According to Professor Sandel, if judgments about the good are unavoidable in debates about justice and rights, is it possible to reason about the good?
a) If reasoning about the good means that contending parties must share a single rule or maxim or criterion for the good life, to which one can appeal in every disagreement about morality, then the answer is "Yes."
b) If reasoning about the good means that contending parties must share a single rule or maxim or criterion for the good life, to which one can appeal in every disagreement about morality, then the answer is "No."
c) If reasoning about the good life (or, for that matter, justice) means moving back and forth between our considered judgments about particular cases and the general principles we would articulate to make sense of these judgments, then the answer is "Yes."

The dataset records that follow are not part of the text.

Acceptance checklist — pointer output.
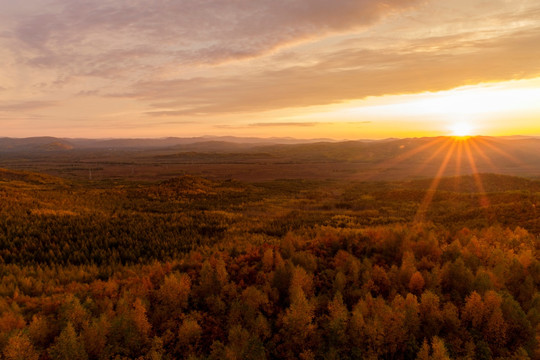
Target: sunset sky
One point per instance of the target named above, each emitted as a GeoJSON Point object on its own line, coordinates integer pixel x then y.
{"type": "Point", "coordinates": [301, 68]}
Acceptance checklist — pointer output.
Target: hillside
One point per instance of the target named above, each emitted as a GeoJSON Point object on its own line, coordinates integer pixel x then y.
{"type": "Point", "coordinates": [391, 159]}
{"type": "Point", "coordinates": [200, 268]}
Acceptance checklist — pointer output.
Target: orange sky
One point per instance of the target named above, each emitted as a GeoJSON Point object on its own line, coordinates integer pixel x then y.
{"type": "Point", "coordinates": [306, 69]}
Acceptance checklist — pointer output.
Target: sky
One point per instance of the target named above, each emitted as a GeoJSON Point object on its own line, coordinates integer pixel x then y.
{"type": "Point", "coordinates": [291, 68]}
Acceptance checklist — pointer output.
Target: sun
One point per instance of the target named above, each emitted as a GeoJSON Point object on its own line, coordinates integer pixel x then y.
{"type": "Point", "coordinates": [461, 129]}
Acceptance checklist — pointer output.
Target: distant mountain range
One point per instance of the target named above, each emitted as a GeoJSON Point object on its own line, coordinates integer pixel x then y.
{"type": "Point", "coordinates": [268, 158]}
{"type": "Point", "coordinates": [56, 144]}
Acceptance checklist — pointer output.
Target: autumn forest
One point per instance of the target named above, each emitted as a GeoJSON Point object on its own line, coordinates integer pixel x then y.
{"type": "Point", "coordinates": [196, 267]}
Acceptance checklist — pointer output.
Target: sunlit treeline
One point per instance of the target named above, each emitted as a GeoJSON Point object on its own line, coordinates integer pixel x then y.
{"type": "Point", "coordinates": [387, 292]}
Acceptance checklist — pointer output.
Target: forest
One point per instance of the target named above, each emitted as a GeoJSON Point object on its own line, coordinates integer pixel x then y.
{"type": "Point", "coordinates": [201, 268]}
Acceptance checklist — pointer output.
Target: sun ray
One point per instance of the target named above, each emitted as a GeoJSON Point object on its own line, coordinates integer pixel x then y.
{"type": "Point", "coordinates": [443, 147]}
{"type": "Point", "coordinates": [501, 152]}
{"type": "Point", "coordinates": [484, 201]}
{"type": "Point", "coordinates": [428, 198]}
{"type": "Point", "coordinates": [459, 156]}
{"type": "Point", "coordinates": [480, 151]}
{"type": "Point", "coordinates": [400, 158]}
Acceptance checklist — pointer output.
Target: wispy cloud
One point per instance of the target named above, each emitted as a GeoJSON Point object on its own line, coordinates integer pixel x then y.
{"type": "Point", "coordinates": [26, 105]}
{"type": "Point", "coordinates": [353, 74]}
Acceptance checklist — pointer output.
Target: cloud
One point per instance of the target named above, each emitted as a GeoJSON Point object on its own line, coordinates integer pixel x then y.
{"type": "Point", "coordinates": [287, 124]}
{"type": "Point", "coordinates": [26, 106]}
{"type": "Point", "coordinates": [102, 38]}
{"type": "Point", "coordinates": [353, 74]}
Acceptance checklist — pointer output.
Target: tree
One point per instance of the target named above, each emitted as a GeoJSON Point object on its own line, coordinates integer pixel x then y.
{"type": "Point", "coordinates": [68, 346]}
{"type": "Point", "coordinates": [19, 347]}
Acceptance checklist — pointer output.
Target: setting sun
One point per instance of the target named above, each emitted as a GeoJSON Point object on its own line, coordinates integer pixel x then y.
{"type": "Point", "coordinates": [461, 129]}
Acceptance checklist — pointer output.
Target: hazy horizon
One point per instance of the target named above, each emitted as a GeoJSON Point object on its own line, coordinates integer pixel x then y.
{"type": "Point", "coordinates": [354, 69]}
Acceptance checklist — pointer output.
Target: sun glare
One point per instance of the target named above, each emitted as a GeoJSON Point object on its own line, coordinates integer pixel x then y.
{"type": "Point", "coordinates": [461, 129]}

d) If reasoning about the good life (or, for that matter, justice) means moving back and forth between our considered judgments about particular cases and the general principles we would articulate to make sense of these judgments, then the answer is "No."
e) b) and c)
Answer:
a) If reasoning about the good means that contending parties must share a single rule or maxim or criterion for the good life, to which one can appeal in every disagreement about morality, then the answer is "Yes."
Step-by-step explanation:
According to Professor Michael J Sandel, he believed that if judgments about the good cannot be avoided in debates about justice and rights, then it is possible to reason about the good if the two differing parties have a similar rule or maxim for the good life which can appeal to every of their disagreement about morality, then yes, it is possible to reason about the good.